Report: TV Needs To Be Risky Business

Could playing safe with programming make the TV networks sorry? It sure could according to a new audience research study.

Media Viewers 2003, is anew study by Miller Williams Inc., that draws the conclusion that most TV networks are so engulfed in competing with each other for the coveted 18-49 demographic, that they are losing their touch with what that demographic actually wants. Therefore some networks are growing revenue from ads, but losing audience. Example: NBC has placed five shows in the Nielsen top ten, and command top dollar on shows like Friends, but it lost 174,000 viewers last year.

“By examining behavioral patters of viewers and determining what drives them to watch certain programs, television networks are better able to keep viewers loyal and gain new viewers. This in turn provides them with valuable information to share with corporate advertisers so they can more effectively target their messages,” the report states.

By contrast the WB – with shows like Charmed and Smallville – grew its audience by 44% last year, adding 1.2 million viewers. The WB has built on a factor that the M-W study says is most important to viewers: Network Image.



Viewers expect a network to stand for something, and deliver consistently on what they promise,” the report states. “Disney continues to maintain its impeccable network image, while Fox and WB are continuing to build upon their increasingly stronger image. Note that NBC and CBS rank lower in this category – viewers no longer grasp what these networks stand for.”

Surprsingly the lowest factor in viewer’s mind’s in judging a network is originality. The M-W analysts however view this an area to be exploited rather than a measurement that means viewer’s disregard content quality.

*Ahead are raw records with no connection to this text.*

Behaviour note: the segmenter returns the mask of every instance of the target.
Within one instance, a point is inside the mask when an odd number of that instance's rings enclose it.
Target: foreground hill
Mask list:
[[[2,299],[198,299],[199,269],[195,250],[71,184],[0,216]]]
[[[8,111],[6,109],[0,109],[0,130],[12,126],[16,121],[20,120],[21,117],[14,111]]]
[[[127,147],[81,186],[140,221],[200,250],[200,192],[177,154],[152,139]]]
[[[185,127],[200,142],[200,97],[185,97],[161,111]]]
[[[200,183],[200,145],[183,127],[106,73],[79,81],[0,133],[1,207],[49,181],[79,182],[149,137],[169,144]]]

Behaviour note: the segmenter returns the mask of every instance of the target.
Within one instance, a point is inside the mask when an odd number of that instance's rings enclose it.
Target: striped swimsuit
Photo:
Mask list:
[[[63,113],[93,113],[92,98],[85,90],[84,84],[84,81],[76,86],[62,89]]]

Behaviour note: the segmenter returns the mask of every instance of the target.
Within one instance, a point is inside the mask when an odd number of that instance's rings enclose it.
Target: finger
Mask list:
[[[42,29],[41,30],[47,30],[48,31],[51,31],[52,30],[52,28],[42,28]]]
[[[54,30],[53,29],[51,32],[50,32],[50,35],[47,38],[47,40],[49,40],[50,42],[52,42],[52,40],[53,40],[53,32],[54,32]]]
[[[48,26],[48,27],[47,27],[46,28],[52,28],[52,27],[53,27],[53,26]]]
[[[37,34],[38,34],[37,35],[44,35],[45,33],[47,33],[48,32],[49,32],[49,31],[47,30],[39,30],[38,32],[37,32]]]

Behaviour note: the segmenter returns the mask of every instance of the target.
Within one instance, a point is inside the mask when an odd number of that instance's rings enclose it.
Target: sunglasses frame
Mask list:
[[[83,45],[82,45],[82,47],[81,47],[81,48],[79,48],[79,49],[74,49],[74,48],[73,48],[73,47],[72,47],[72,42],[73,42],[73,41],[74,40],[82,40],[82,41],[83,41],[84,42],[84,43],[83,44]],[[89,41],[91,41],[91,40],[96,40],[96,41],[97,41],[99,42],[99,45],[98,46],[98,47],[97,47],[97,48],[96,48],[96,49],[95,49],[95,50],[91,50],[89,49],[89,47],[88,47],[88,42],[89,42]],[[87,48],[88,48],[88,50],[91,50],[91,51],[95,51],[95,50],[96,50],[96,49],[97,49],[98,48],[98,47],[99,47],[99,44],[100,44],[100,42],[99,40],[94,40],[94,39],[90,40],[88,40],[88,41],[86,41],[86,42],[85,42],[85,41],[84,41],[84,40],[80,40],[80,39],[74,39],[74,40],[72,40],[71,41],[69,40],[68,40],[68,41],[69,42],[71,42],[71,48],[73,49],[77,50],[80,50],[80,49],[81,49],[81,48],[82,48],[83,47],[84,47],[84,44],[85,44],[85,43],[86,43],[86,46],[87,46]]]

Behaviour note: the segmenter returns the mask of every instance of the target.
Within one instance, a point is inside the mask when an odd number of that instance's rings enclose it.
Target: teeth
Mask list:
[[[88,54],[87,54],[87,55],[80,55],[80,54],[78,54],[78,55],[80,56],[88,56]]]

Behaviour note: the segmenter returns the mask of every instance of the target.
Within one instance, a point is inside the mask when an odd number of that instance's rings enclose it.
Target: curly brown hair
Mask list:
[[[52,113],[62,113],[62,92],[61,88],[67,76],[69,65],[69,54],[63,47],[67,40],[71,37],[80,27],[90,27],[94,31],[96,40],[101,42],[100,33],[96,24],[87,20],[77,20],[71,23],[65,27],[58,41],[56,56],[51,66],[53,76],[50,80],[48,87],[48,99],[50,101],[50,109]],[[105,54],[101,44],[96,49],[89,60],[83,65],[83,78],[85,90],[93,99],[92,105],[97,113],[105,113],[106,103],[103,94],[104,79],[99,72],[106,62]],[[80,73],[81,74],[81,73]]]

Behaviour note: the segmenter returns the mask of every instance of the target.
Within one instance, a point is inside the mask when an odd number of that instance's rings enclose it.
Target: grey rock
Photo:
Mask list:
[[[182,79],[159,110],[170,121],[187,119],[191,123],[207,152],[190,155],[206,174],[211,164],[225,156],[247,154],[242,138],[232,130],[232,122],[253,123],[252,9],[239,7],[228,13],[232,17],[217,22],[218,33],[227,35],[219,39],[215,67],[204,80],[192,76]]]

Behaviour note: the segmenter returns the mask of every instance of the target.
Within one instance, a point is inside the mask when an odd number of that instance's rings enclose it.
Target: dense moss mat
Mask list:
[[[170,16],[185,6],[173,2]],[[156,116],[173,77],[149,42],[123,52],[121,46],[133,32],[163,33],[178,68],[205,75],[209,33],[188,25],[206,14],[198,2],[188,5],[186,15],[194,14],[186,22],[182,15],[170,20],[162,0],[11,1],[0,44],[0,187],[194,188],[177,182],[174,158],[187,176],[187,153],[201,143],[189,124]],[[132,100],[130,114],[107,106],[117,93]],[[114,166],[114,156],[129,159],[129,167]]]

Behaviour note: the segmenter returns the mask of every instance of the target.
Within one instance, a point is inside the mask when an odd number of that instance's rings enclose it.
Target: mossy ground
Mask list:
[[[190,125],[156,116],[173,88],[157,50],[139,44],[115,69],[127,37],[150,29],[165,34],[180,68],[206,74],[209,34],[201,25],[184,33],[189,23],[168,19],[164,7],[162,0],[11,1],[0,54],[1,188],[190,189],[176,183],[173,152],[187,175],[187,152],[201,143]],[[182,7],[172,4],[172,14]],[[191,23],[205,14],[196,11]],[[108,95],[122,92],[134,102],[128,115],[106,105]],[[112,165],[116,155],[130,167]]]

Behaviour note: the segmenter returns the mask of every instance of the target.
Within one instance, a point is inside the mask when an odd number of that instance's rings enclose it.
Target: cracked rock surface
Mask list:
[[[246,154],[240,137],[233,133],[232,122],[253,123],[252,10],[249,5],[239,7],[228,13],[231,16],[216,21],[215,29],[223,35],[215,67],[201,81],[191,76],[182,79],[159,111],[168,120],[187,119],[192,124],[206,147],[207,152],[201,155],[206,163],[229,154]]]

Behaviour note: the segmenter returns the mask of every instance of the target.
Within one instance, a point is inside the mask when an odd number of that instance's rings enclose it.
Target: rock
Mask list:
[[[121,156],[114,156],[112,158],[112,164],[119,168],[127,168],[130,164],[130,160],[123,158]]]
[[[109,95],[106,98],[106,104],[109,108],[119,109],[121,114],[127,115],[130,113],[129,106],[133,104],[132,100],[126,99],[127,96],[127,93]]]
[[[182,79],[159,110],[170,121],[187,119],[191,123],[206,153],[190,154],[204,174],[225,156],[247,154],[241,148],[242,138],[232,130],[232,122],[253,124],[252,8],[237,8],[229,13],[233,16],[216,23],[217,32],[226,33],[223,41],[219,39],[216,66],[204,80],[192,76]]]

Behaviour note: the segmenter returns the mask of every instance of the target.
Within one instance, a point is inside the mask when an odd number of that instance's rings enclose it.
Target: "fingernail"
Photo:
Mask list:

Finally, the report urges networks to step up the risk factor in programming. “Hint – it won’t be the network playing it safe and focusing their energy on meeting less than 50% of viewers’ needs. Look for the network that targets its viewers and starts providing original content. Who would’ve thought that a show about an alien landing in an eggshell near Colorado would be a hit? Or a comedy about GIs in a Nazi prisoner of war camp could capture audiences? Maybe ABC and CBS should revisit the time that they took a chance with these two shows – Mork and Mindy and Hogan’s Heroes remain in a class of their own to this day.”